Konfrontacja „FSD Inteligentnego Wsparcia Kierowcy” Tesli z chińskimi rozwiązaniami wypada druzgocąco dla tych ostatnich. „Najbardziej zaawansowane systemy świata” mają podstawowe problemy z prowadzeniem samochodów, tymczasem FSD Tesli daje sobie radę nawet w trudnych sytuacjach. Jak to możliwe? Kluczem do rozwiązania ma być moc obliczeniowa układów, z których korzysta Tesla oraz poziom zaawansowania algorytmów.
FSD 1,5 roku przed Chinami w oprogramowaniu, z większymi mocami obliczeniowymi
Rok temu, w marcu 2024 roku Tesla rozpoczęła dystrybucję FSD/Autopilota end-to-end, wersji 12 (v12). End-to-end (E2E) oznacza, że sztuczna inteligencja stosowana jest na każdym z możliwych etapów treningu, poczynając od zbierania danych ze świata (kamery w samochodach -> komputer FSD), przez ich etykietowanie (centrum obliczeniowe Tesli), szkolenie software’u (również centrum obliczeniowe), aż po decyzje podejmowane na drodze (z powrotem: samochód). Człowiek pilnuje, żeby proces się nie wykoleił, ale cała nauka przebiega z gigantyczną szybkością, bo w obrębie specjalizowanych procesorów – widać je na zdjęciach w dalszej części tekstu.
Chiński think-tank ocenił, że już samo to daje Tesli przewagę, bo w Państwie Środka planowano użycie rozwiązań end-to-end najwcześniej w 2025 roku (źródło).
Organizacja oszacowała, że w pierwszym kwartale 2023 roku Tesla dysponowała mocą obliczeniową wynoszącą 35 EFLOPS-ów, 35 x 1018 operacji zmiennoprzecinkowych na sekundę. Do końca 2024 roku planowała rozbudować się do 100 EFLOPS-ów. Dla porównania: Huawei miało do dyspozycji 3,3 EFLOPS-ów, Baidu 2,2 EFLOPS-ów, Geely 0,81 EFLOPS-ów a Xpeng 0,6 EFLOPS-ów. Sztuczna inteligencja w centrum obliczeniowym Tesli mogła funkcjonować (=analizować + uczyć się) o rząd wielkości szybciej niż chińska konkurencja.
W dodatku Tesla nie jest objęta ograniczeniami eksportowymi dotyczącymi najnowszych układów GPU, może więc swobodnie rozbudowywać swoje superkomputery. Chińczycy muszą polegać na tych rozwiązaniach, do których mają dostęp (do 30 miliardów tranzystorów), lub pracować nad własnymi.

Wnętrze procesora stosowanego w Dojo, superkomputerze do trenowania sztucznej inteligencji (c) Tesla
To nie koniec: w kwietniu 2024 roku Tesla sprzedała 6 milionów samochodów i wszystkie one zbierały dane oraz uczyły się jazdy od swych ludzkich właścicieli. Samo FSD przejechało wtedy 2 miliardy kilometrów, podczas gdy Xpeng chwalił się 700 milionami kilometrów a Huawei 220 milionami kilometrów. Większy wsad plus większa moc obliczeniowa na zapleczu daje lepsze umiejętności na wyjściu. Sposób organizacji FSD na poziomie algorytmów sprawia, że Tesla wyprzedza chińskie rozwiązania o półtora roku.

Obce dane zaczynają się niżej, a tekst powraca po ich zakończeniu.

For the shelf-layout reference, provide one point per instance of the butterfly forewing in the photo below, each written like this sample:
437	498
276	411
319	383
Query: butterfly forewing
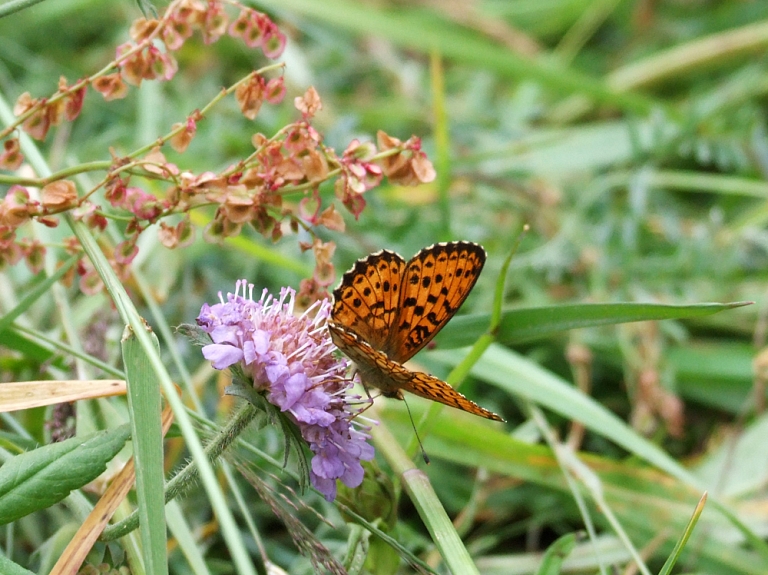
436	282
367	298
385	311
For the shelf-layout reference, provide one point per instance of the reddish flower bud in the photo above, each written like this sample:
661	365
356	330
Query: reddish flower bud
11	156
308	104
275	90
249	96
15	207
111	87
34	254
332	219
59	196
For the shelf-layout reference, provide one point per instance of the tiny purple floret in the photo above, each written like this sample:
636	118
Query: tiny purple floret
290	359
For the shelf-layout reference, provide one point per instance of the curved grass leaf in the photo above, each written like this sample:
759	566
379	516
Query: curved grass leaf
552	563
39	478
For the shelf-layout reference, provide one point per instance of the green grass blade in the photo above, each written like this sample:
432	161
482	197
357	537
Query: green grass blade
145	406
534	323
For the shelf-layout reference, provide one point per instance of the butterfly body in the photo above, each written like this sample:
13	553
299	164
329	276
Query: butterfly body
386	309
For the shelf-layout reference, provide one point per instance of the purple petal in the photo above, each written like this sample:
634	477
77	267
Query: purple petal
222	356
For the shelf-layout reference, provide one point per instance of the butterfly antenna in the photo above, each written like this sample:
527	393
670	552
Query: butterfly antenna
410	416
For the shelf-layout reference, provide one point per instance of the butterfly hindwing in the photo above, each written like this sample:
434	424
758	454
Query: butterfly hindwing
384	311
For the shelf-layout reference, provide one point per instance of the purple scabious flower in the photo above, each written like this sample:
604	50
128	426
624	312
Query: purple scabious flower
290	359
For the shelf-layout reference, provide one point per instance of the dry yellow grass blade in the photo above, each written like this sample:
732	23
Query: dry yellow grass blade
27	394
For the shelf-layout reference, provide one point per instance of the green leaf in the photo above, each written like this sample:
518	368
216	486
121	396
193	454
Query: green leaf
8	567
37	479
145	407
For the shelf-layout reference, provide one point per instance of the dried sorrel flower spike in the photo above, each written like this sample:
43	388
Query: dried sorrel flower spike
290	360
111	86
308	104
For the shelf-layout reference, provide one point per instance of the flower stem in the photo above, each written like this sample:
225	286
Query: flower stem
187	476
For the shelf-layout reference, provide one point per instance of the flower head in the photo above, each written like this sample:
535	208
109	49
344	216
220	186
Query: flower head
290	360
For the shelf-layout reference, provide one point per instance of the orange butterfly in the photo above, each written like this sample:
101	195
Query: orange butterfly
385	310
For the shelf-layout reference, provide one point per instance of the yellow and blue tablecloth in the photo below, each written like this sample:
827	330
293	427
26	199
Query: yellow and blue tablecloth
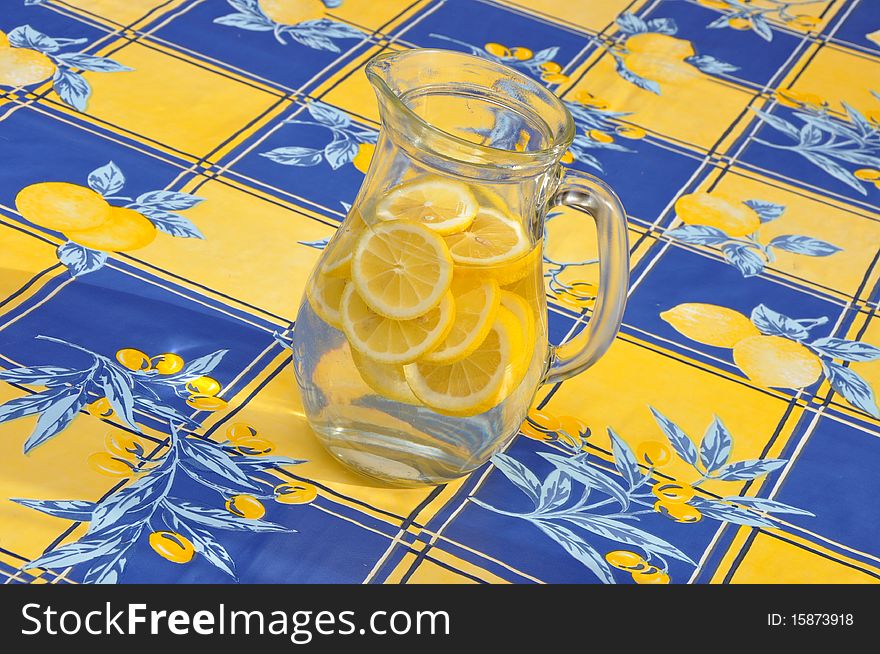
150	426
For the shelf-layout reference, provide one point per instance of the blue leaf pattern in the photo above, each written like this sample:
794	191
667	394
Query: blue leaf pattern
773	323
715	447
107	179
680	442
839	348
79	259
745	258
813	247
519	475
854	389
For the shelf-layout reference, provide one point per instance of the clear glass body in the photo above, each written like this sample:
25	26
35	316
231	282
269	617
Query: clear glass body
458	120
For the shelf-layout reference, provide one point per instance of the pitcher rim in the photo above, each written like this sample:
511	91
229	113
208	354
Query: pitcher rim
560	140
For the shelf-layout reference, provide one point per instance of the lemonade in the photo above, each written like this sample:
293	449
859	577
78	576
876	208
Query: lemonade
422	334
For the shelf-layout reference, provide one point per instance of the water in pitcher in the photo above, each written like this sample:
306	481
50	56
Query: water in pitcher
422	335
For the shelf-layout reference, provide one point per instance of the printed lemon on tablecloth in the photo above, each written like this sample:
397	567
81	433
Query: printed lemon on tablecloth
660	57
291	12
62	206
23	66
710	324
717	210
124	230
401	270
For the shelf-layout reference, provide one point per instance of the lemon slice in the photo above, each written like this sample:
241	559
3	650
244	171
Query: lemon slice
493	238
475	305
401	270
341	247
472	385
393	341
525	318
444	206
325	294
387	379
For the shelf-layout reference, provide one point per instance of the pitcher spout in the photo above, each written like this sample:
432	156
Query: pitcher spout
443	106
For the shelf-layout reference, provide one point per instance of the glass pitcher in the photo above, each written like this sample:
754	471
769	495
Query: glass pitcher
421	339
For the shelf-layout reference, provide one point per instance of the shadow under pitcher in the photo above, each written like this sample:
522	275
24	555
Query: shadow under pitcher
421	339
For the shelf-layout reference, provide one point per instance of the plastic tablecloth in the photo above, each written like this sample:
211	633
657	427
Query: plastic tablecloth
150	425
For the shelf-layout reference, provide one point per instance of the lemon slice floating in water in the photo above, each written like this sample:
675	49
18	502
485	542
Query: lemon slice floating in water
325	296
401	270
394	341
493	238
387	379
444	206
472	385
475	305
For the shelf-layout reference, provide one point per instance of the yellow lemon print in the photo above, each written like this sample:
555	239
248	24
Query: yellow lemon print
62	206
496	49
23	67
626	560
716	210
530	431
544	420
167	363
124	230
246	506
710	324
239	430
805	22
653	453
600	137
297	492
678	511
652	575
775	361
206	403
523	54
172	546
133	359
122	444
868	174
291	12
203	386
107	464
589	100
254	446
631	132
364	156
554	78
673	492
659	57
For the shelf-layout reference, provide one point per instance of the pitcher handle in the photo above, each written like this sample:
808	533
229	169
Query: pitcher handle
594	197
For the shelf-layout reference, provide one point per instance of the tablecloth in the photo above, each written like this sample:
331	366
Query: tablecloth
150	426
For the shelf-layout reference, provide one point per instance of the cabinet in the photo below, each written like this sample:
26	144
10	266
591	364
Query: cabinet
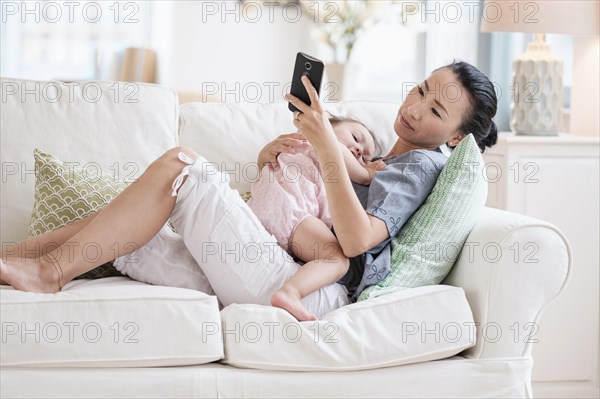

Wadą rozwiązania stworzonego przez firmę Muska ma być fakt, że wyszkoliło się na rynku amerykańskim. Jego przystosowanie się do innych dróg (ludzie na ulicach, oznakowania) ma trwać 1-1,5 roku. Po tym czasie FSD ma się stać produktem nadającym się do komercjalizacji, konkluduje think-tank.
Nota od redakcji Elektrowozu: zdjęcie otwierające pochodzi z filmu, na którym FSD zjeżdża na bok, żeby przepuścić ciężarówkę.